The project is an obvious opportunity for Toronto/Canadian developers who could bid for the project. However, Sidewalk Labs’ actually originally proposed they would be the lead developer. This was another bone of contention with the city, and there is now a commitment for Sidewalk Labs to undergo what they called a “competitive, public procurement process” instead.

Sidewalk Labs will partner with other real estate developers, ensuring the project remains collaborative. They plan to look for appropriate opportunities to integrate municipal and advanced high tech infrastructure innovations. “We are looking forward to the next round of public consultations, entering the evaluation process, and continuing to develop a plan to build the most innovative neighbourhood in the world,” says Dan Doctoroff, CEO of Sidewalk Labs.

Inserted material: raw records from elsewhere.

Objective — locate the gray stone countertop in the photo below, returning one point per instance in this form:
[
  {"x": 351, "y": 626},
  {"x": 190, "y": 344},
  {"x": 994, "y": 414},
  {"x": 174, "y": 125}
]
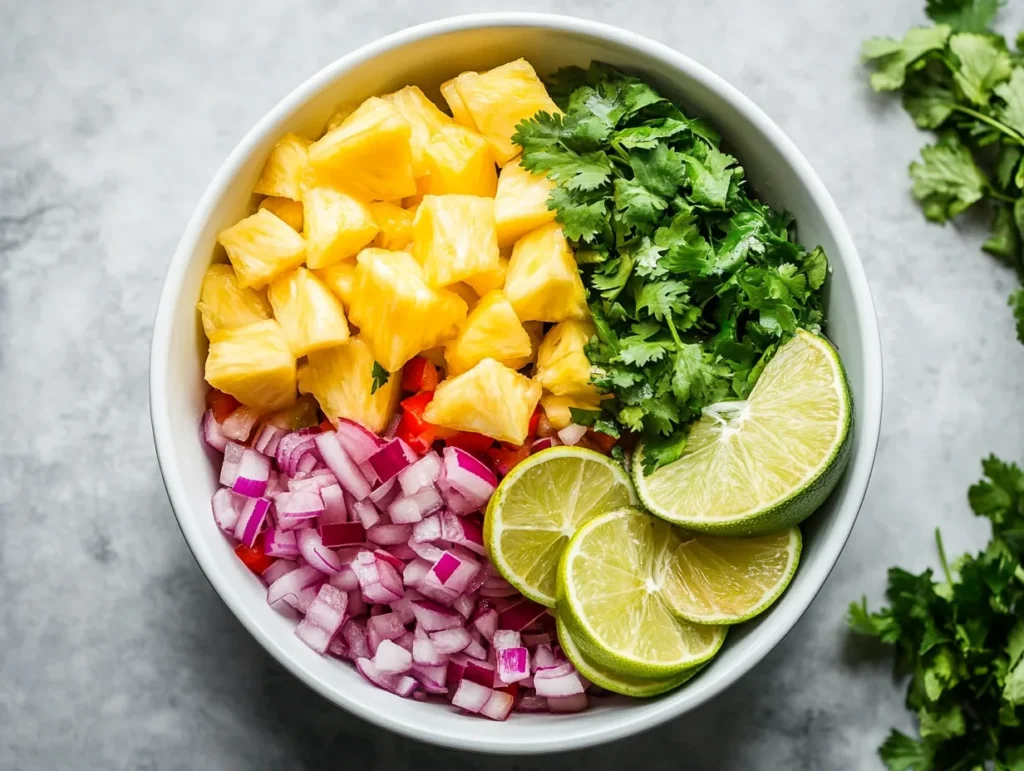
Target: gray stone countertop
[{"x": 116, "y": 653}]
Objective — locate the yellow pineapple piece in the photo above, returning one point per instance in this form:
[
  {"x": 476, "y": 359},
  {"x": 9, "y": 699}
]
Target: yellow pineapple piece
[
  {"x": 521, "y": 203},
  {"x": 459, "y": 161},
  {"x": 369, "y": 154},
  {"x": 489, "y": 399},
  {"x": 492, "y": 331},
  {"x": 456, "y": 104},
  {"x": 562, "y": 367},
  {"x": 340, "y": 279},
  {"x": 283, "y": 171},
  {"x": 287, "y": 210},
  {"x": 489, "y": 281},
  {"x": 262, "y": 247},
  {"x": 425, "y": 120},
  {"x": 543, "y": 283},
  {"x": 341, "y": 380},
  {"x": 254, "y": 363},
  {"x": 398, "y": 314},
  {"x": 224, "y": 304},
  {"x": 454, "y": 238},
  {"x": 500, "y": 98},
  {"x": 395, "y": 225},
  {"x": 338, "y": 225},
  {"x": 557, "y": 408},
  {"x": 311, "y": 316}
]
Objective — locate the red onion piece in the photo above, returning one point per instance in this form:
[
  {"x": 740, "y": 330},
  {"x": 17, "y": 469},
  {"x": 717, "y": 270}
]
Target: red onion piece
[
  {"x": 342, "y": 466},
  {"x": 212, "y": 434}
]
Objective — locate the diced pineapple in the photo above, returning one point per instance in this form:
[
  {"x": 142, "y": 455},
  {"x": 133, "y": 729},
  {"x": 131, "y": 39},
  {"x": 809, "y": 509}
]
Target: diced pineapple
[
  {"x": 283, "y": 171},
  {"x": 521, "y": 203},
  {"x": 459, "y": 161},
  {"x": 340, "y": 279},
  {"x": 369, "y": 154},
  {"x": 492, "y": 331},
  {"x": 338, "y": 225},
  {"x": 341, "y": 380},
  {"x": 489, "y": 399},
  {"x": 562, "y": 367},
  {"x": 262, "y": 247},
  {"x": 454, "y": 238},
  {"x": 310, "y": 315},
  {"x": 395, "y": 225},
  {"x": 425, "y": 120},
  {"x": 224, "y": 304},
  {"x": 398, "y": 314},
  {"x": 543, "y": 283},
  {"x": 557, "y": 408},
  {"x": 489, "y": 281},
  {"x": 253, "y": 363},
  {"x": 456, "y": 104},
  {"x": 289, "y": 211},
  {"x": 500, "y": 98}
]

In an open letter, Diamond stated: “… We are pleased that we are now able to move to the evaluation stage on a project that has the potential to create new jobs and economic development opportunities, a carbon-neutral neighbourhood, and more affordable housing units.”

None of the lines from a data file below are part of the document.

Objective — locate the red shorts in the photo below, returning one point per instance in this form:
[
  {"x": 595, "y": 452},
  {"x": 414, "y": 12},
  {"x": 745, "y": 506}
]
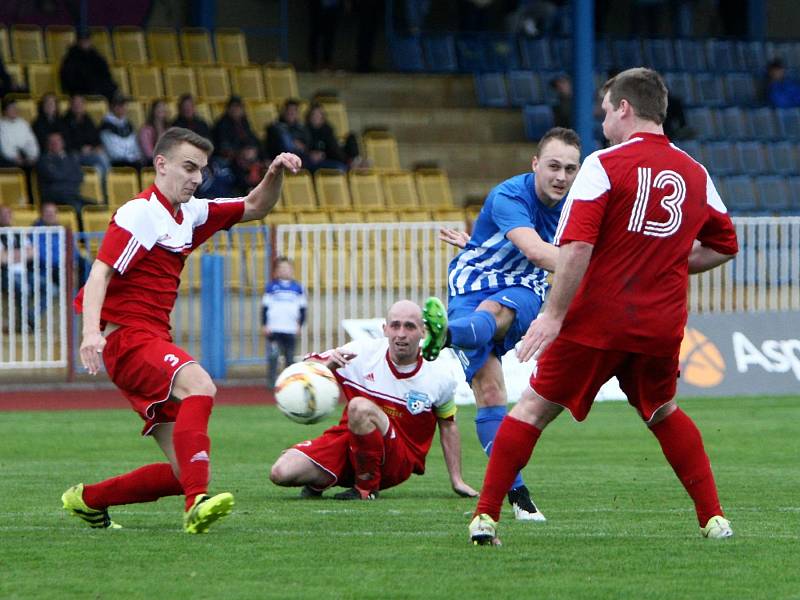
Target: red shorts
[
  {"x": 331, "y": 452},
  {"x": 571, "y": 374},
  {"x": 143, "y": 366}
]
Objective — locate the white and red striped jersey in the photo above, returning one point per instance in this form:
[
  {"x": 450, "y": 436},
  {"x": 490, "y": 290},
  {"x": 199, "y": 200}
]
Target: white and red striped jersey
[
  {"x": 147, "y": 246},
  {"x": 642, "y": 204},
  {"x": 412, "y": 399}
]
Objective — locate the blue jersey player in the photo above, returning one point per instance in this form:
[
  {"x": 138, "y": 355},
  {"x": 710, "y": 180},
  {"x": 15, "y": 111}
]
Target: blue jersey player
[{"x": 497, "y": 284}]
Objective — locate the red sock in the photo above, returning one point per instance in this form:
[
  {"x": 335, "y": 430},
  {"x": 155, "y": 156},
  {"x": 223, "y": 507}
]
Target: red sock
[
  {"x": 145, "y": 484},
  {"x": 192, "y": 446},
  {"x": 683, "y": 446},
  {"x": 366, "y": 453},
  {"x": 512, "y": 448}
]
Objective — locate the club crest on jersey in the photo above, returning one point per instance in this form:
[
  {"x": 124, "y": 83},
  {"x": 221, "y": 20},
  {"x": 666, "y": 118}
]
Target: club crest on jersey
[{"x": 417, "y": 402}]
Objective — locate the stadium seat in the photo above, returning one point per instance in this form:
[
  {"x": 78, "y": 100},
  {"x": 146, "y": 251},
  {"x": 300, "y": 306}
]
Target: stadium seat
[
  {"x": 491, "y": 89},
  {"x": 129, "y": 46},
  {"x": 538, "y": 119},
  {"x": 27, "y": 44},
  {"x": 366, "y": 190},
  {"x": 162, "y": 44},
  {"x": 146, "y": 83},
  {"x": 196, "y": 46},
  {"x": 58, "y": 39},
  {"x": 248, "y": 83},
  {"x": 231, "y": 46},
  {"x": 13, "y": 188},
  {"x": 213, "y": 84},
  {"x": 332, "y": 190}
]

Discounted Waterfront Real Estate

According to the Globe and Mail, Local City Councilor Paula Fletcher, feels the project would be a massive “sole source contract.” Sidewalk Labs would be sold the land at Villiers West at a discount, while the land itself is a highly desirable piece of Toronto waterfront real estate. The land in question is valued at an estimated $590-million.

“The community has created a vision for the waterfront together over many years, and we should not abandon that vision because one of the biggest corporations in the world…want to do it their way,” says Ms. Fletcher.

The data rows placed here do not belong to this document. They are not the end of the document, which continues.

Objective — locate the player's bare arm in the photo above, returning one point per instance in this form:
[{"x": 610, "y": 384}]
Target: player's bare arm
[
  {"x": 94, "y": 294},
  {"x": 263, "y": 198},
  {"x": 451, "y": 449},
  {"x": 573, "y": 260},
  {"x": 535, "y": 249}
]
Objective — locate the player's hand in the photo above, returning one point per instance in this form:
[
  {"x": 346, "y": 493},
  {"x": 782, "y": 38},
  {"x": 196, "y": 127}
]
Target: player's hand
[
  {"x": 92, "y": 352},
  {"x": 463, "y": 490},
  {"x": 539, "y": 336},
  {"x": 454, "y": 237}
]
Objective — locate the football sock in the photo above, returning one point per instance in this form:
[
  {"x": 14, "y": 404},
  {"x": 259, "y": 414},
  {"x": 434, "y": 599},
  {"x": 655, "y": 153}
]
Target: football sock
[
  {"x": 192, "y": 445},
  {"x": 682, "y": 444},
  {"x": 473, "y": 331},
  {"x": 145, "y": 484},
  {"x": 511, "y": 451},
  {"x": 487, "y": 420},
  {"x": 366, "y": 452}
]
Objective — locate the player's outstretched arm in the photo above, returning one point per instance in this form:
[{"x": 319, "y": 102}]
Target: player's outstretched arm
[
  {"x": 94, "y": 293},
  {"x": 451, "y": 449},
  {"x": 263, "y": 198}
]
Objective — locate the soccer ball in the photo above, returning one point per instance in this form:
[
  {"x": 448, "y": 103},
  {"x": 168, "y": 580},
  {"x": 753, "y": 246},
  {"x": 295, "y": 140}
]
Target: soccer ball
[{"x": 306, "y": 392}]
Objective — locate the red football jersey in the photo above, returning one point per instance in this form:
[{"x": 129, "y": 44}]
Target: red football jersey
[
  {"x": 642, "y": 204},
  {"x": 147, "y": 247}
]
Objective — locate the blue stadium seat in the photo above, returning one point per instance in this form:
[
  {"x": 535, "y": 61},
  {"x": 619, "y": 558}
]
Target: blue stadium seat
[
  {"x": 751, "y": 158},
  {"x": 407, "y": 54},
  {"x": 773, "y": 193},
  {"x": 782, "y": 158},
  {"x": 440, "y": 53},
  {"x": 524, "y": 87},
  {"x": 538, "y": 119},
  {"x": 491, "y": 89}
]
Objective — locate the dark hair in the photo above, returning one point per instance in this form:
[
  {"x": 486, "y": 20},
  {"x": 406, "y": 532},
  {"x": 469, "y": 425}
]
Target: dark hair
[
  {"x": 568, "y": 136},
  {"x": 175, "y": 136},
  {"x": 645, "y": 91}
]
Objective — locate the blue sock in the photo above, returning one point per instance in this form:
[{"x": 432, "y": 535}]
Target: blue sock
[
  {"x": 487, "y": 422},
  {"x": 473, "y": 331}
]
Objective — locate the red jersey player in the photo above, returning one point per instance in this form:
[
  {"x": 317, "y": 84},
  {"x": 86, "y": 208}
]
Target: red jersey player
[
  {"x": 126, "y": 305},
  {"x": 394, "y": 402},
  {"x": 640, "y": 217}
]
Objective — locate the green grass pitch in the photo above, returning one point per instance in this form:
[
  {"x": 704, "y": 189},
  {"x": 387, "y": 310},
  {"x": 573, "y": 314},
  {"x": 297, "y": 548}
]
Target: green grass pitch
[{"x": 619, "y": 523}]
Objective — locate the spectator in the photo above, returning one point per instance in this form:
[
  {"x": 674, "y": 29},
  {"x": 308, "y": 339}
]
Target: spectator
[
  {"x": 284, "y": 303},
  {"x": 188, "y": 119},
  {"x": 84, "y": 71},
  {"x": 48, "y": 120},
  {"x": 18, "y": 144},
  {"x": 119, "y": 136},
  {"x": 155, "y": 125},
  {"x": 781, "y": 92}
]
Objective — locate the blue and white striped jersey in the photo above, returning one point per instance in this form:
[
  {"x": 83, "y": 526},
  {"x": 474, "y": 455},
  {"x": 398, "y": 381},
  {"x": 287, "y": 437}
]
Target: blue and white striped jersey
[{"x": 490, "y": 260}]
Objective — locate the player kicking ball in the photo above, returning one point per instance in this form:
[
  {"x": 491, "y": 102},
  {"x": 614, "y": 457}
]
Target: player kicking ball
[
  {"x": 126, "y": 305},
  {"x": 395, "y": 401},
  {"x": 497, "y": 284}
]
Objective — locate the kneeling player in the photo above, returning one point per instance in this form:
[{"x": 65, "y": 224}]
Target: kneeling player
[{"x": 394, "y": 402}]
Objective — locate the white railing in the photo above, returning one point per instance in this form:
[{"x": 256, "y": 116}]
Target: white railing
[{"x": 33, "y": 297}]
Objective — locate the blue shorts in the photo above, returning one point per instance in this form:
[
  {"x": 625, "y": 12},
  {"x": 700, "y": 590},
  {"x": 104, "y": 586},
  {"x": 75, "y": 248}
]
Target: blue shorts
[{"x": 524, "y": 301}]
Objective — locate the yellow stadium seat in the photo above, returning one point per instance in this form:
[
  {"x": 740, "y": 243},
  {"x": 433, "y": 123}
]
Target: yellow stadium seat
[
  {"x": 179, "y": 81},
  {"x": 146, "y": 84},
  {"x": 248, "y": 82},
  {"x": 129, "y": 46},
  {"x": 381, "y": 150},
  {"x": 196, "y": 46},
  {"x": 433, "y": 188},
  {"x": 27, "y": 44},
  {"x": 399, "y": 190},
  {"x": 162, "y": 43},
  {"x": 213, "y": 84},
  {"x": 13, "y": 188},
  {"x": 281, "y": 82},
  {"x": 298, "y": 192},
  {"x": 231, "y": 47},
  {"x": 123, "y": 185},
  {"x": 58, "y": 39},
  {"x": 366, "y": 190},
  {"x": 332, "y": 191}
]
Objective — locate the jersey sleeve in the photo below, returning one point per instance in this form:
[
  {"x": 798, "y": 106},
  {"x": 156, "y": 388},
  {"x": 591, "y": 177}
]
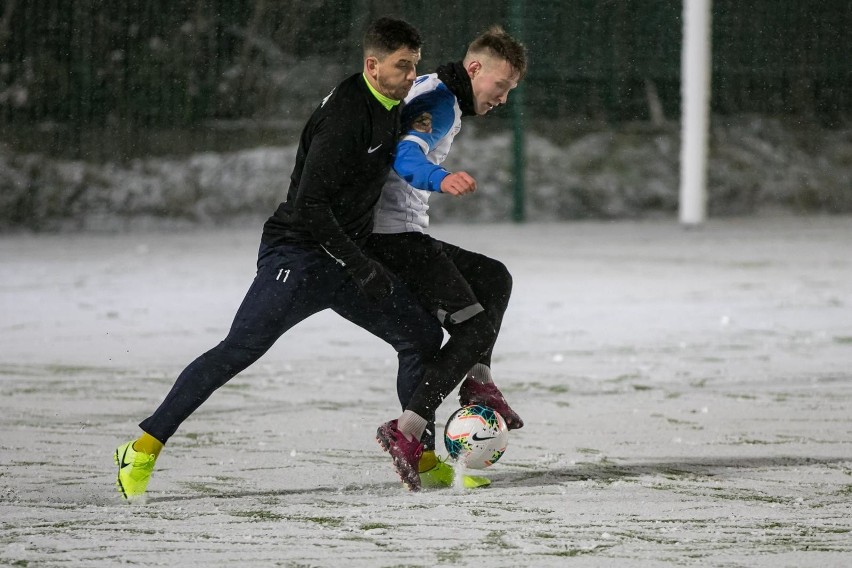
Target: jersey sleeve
[
  {"x": 427, "y": 119},
  {"x": 323, "y": 170}
]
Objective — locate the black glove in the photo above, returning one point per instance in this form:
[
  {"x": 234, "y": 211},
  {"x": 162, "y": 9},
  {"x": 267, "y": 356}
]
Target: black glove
[{"x": 373, "y": 279}]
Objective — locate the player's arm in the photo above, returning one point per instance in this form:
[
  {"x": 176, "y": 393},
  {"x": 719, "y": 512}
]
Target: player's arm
[
  {"x": 430, "y": 116},
  {"x": 324, "y": 173},
  {"x": 412, "y": 165}
]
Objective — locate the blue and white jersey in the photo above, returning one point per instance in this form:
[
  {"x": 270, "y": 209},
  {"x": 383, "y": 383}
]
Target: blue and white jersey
[{"x": 431, "y": 119}]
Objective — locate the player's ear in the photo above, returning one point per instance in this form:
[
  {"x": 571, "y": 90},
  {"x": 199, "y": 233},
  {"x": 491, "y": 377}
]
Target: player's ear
[
  {"x": 371, "y": 65},
  {"x": 473, "y": 68}
]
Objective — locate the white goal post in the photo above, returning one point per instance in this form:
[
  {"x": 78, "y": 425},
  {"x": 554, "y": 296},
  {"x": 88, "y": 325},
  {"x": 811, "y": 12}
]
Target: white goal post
[{"x": 695, "y": 110}]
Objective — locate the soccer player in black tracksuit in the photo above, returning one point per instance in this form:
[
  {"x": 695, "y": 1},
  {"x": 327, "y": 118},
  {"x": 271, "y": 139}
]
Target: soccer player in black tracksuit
[{"x": 311, "y": 256}]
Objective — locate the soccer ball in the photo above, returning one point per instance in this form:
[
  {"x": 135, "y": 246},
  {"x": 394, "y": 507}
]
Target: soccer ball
[{"x": 476, "y": 436}]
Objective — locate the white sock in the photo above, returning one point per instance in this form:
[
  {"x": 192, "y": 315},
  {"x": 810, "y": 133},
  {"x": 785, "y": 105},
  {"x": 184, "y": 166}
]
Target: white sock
[
  {"x": 411, "y": 425},
  {"x": 480, "y": 373}
]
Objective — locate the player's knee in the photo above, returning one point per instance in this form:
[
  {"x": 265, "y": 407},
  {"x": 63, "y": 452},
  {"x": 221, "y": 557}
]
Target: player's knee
[
  {"x": 478, "y": 331},
  {"x": 501, "y": 278},
  {"x": 429, "y": 337}
]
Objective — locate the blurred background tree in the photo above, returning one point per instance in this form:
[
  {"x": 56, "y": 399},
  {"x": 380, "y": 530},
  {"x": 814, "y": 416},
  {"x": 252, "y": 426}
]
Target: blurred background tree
[{"x": 152, "y": 76}]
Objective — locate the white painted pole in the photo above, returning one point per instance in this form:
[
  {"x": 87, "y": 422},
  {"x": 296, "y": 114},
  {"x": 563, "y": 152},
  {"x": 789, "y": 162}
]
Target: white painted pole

Luckily, at minimum, the project must provide 20 percent of the residential units for the project at a 20 percent discount to provide affordable housing. That means based on current Toronto rents, some units would be available at $1,016 a month. As a result, Sidewalk Labs will make at least a quarter of the allotted 20 percent available for those with pronounced affordability needs with another 20 percent for middle-income households.

3C Waterfront Project

Meanwhile, Alfredo Romano’s 3C Waterfront development is offering a solid plan for an area where people of all incomes will find homes despite the high-priced real estate. “I don’t want to create exclusive neighbourhoods,” says Mr. Romano, president of Toronto-based Castlepoint Numa. “Toronto is so tightly woven that unless you integrate housing types across the city you end up creating ghettos. Urbanistically, it’s better to have mixed neighbourhoods.”

3C Waterfront will be neighbouring Sidewalk Labs’ smart city, with 2.5-million-square-feet of commercial, residential and public buildings being added to land abutting Keating Channel. Included in the extravagant plans will be residential finger buildings with 225 affordable homes for lower-income families and professionals as well as beautifully designed public space.

“What will be transformative for the area is incremental, high-quality development from a variety of players,” Mr. Romano says. “Sidewalk Labs could become a part of that constellation.”

Some believe that had just 10 percent of development that took place 25 years ago used the inclusionary zoning mandated by Waterfront Toronto, the city would now have an additional 50,000 affordable homes, improving urban living for many less fortunate Torontonians.

“Both projects have major roles to play in the extension of Queen’s Quay East as the public spine of the eastern waterfront,” says Bruce Kuwabara, founding partner at Toronto’s KPMB Architects, also involved in 3C’s master plan. “They should complement one another by creating centres of gathering that serve both precincts.”

Despite the controversy over the project, in the long run, the Quayside project will increase waterfront property values, create affordable housing and even contribute to job creation for Toronto.